Né en 1943, Paul Wolfowitz a été nommé comme 10e président de la Banque mondiale le 31 mars 2005. Avant sa nomination, M. Wolfowitz a été, pendant plus de 3 décennies, fonctionnaire, ambassadeur et professeur d’université. Il a notamment travaillé 24 ans dans l’administration américaine sous 7 présidents. Son expérience comprend 3 années au poste d’ambassadeur des Etats-Unis en Indonésie, ainsi que de nombreux travaux réalisés à Washington sur l’Asie de l’Est et le Pacifique. M. Wolfowitza également exercé de hautes fonctions dans l’enseignement supérieur. De 1994 à 2001, il a occupé le poste de doyen et de professeur de relations internationales à l’université Hopkins.

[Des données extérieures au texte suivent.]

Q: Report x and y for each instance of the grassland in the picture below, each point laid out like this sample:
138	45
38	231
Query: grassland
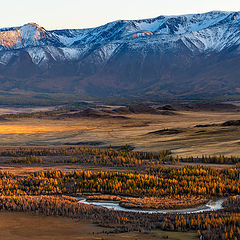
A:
24	226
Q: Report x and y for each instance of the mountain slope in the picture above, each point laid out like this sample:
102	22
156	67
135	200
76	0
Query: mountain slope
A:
188	56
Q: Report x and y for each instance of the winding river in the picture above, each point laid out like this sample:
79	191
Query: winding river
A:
210	206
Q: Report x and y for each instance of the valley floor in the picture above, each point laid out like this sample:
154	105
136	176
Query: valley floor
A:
185	134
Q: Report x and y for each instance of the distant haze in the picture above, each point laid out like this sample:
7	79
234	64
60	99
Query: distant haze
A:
60	14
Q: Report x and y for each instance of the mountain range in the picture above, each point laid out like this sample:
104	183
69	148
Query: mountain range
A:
187	56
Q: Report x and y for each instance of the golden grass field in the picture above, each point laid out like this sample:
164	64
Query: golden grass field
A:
134	130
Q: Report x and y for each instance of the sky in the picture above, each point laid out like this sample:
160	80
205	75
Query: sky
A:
62	14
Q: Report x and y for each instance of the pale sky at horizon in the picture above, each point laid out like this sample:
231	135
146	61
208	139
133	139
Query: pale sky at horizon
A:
61	14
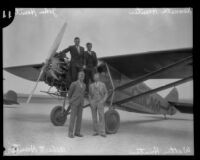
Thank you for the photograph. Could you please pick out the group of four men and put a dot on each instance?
(83, 70)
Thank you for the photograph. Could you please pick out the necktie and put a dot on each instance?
(78, 49)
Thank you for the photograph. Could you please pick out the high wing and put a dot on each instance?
(29, 72)
(131, 65)
(139, 64)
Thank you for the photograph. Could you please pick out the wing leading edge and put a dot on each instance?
(136, 65)
(29, 72)
(131, 65)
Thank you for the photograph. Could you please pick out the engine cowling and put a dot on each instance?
(57, 73)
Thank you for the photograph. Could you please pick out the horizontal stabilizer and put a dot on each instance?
(183, 107)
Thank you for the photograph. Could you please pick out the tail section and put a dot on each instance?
(172, 96)
(10, 98)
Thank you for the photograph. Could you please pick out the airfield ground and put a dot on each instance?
(27, 130)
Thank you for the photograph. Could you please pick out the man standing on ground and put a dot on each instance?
(97, 97)
(77, 58)
(91, 64)
(76, 101)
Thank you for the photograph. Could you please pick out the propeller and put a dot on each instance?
(51, 53)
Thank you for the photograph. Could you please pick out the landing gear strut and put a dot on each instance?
(59, 114)
(58, 117)
(112, 121)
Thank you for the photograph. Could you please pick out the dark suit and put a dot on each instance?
(76, 101)
(91, 64)
(77, 60)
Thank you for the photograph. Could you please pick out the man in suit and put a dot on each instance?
(90, 64)
(77, 58)
(97, 97)
(76, 101)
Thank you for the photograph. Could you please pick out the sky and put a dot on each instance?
(29, 37)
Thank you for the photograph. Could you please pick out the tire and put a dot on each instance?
(57, 117)
(112, 121)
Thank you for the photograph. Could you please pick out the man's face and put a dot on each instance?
(77, 41)
(96, 77)
(89, 47)
(81, 76)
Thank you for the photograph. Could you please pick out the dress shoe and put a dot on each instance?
(70, 136)
(103, 135)
(78, 135)
(95, 134)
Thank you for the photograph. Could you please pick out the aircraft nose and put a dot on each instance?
(172, 110)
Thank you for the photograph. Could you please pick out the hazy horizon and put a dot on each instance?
(112, 32)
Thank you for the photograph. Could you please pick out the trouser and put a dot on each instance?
(89, 73)
(74, 69)
(98, 125)
(75, 118)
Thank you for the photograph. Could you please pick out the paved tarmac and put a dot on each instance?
(27, 130)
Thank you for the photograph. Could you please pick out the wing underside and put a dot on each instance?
(136, 65)
(131, 65)
(29, 72)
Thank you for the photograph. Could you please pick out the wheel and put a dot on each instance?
(58, 117)
(112, 121)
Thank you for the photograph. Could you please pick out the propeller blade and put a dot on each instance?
(51, 53)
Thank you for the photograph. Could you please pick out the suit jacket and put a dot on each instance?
(97, 92)
(76, 93)
(90, 59)
(76, 57)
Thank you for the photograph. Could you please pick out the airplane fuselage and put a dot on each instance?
(151, 104)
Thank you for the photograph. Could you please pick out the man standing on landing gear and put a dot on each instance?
(76, 101)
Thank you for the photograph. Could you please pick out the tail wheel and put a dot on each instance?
(112, 121)
(58, 117)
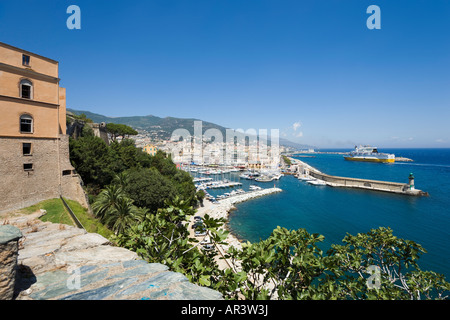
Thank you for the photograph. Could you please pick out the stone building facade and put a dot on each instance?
(34, 147)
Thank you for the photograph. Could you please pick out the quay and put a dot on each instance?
(306, 172)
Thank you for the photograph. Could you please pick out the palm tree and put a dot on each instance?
(107, 200)
(123, 214)
(121, 179)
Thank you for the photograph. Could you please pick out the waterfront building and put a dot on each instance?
(34, 157)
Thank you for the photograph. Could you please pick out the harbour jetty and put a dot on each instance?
(309, 173)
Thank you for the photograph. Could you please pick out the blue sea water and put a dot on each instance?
(334, 212)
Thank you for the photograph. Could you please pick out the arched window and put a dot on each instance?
(26, 124)
(26, 89)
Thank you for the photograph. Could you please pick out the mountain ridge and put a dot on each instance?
(165, 126)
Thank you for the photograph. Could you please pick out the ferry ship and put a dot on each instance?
(368, 153)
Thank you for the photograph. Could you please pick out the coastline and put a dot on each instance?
(222, 209)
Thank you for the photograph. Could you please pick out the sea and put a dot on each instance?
(334, 212)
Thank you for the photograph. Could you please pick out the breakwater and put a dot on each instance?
(305, 170)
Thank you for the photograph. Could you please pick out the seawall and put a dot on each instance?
(367, 184)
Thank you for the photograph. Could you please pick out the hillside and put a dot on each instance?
(163, 127)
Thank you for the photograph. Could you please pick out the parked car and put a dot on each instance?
(200, 233)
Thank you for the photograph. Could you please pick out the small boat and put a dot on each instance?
(317, 182)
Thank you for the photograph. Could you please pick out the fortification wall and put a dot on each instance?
(50, 176)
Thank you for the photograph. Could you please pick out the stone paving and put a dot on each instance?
(60, 262)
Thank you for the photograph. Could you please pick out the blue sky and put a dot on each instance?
(309, 68)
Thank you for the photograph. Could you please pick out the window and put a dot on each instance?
(26, 149)
(25, 60)
(26, 89)
(26, 124)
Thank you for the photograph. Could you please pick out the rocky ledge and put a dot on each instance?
(60, 262)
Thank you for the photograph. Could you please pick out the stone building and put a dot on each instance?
(34, 147)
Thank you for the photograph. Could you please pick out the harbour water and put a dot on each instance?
(333, 212)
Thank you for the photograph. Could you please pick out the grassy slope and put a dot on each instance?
(57, 213)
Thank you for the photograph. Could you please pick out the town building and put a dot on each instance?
(150, 149)
(34, 147)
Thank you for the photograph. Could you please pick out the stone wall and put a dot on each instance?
(52, 174)
(9, 249)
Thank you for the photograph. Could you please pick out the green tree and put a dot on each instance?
(123, 215)
(164, 238)
(107, 200)
(396, 260)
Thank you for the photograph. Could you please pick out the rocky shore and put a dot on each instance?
(60, 262)
(222, 210)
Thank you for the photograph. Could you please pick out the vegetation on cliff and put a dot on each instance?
(148, 203)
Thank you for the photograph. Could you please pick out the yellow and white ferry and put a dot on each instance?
(368, 153)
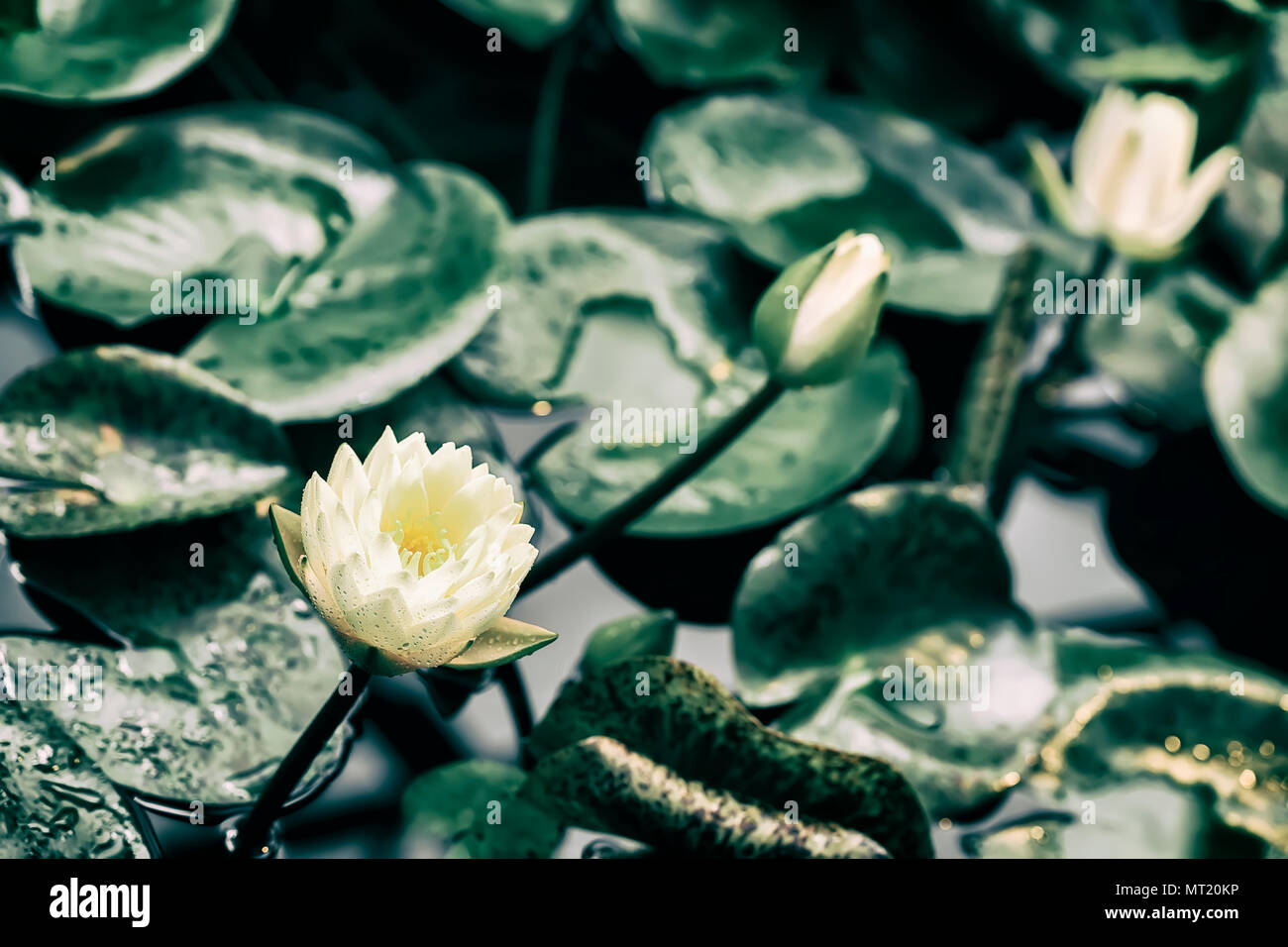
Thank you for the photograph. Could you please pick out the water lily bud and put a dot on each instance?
(1129, 170)
(815, 322)
(412, 557)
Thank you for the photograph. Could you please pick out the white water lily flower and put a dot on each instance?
(816, 320)
(1131, 174)
(411, 557)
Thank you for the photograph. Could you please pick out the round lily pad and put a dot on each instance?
(786, 460)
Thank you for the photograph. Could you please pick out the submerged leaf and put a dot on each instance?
(116, 437)
(863, 574)
(54, 802)
(226, 663)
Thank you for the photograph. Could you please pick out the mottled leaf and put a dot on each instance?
(116, 437)
(250, 192)
(679, 716)
(597, 305)
(789, 174)
(601, 785)
(1245, 386)
(104, 51)
(866, 571)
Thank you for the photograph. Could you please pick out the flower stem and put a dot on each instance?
(651, 495)
(254, 828)
(545, 128)
(520, 707)
(1046, 359)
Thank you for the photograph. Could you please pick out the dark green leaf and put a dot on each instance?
(116, 437)
(471, 808)
(679, 716)
(686, 43)
(597, 305)
(1159, 357)
(603, 785)
(1245, 385)
(531, 22)
(54, 802)
(226, 664)
(863, 573)
(375, 316)
(786, 460)
(651, 633)
(106, 51)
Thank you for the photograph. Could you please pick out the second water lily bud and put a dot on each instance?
(815, 322)
(1129, 174)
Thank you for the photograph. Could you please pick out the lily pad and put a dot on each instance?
(958, 709)
(836, 165)
(1141, 818)
(254, 193)
(107, 51)
(473, 810)
(1245, 385)
(681, 718)
(114, 438)
(861, 574)
(603, 785)
(572, 289)
(54, 802)
(786, 460)
(638, 635)
(1159, 357)
(376, 315)
(1168, 46)
(330, 273)
(1193, 719)
(682, 43)
(224, 664)
(532, 24)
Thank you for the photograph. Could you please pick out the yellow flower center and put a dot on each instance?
(423, 544)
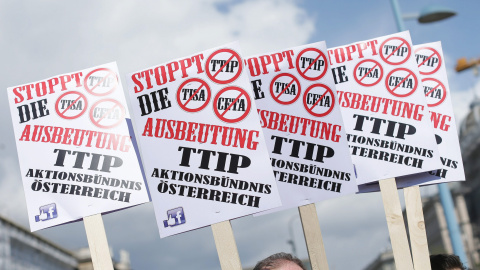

M. Wolfowitz a publié de nombreux ouvrages sur la politique étrangère, la diplomatie et la sécurité nationale et a été membre du conseil consultatif des affaires étrangères. Il s’est séparé, depuis 2002 de son épouse Claire, anthropologue, spécialiste de l’Indonésie. Ils ont eu ensemble 3 enfants. Il vit aujourd’hui avec Shaha Ali Riza, une féministe britannique d’origine libyenne en charge des droits des femmes arabes à la Banque mondiale.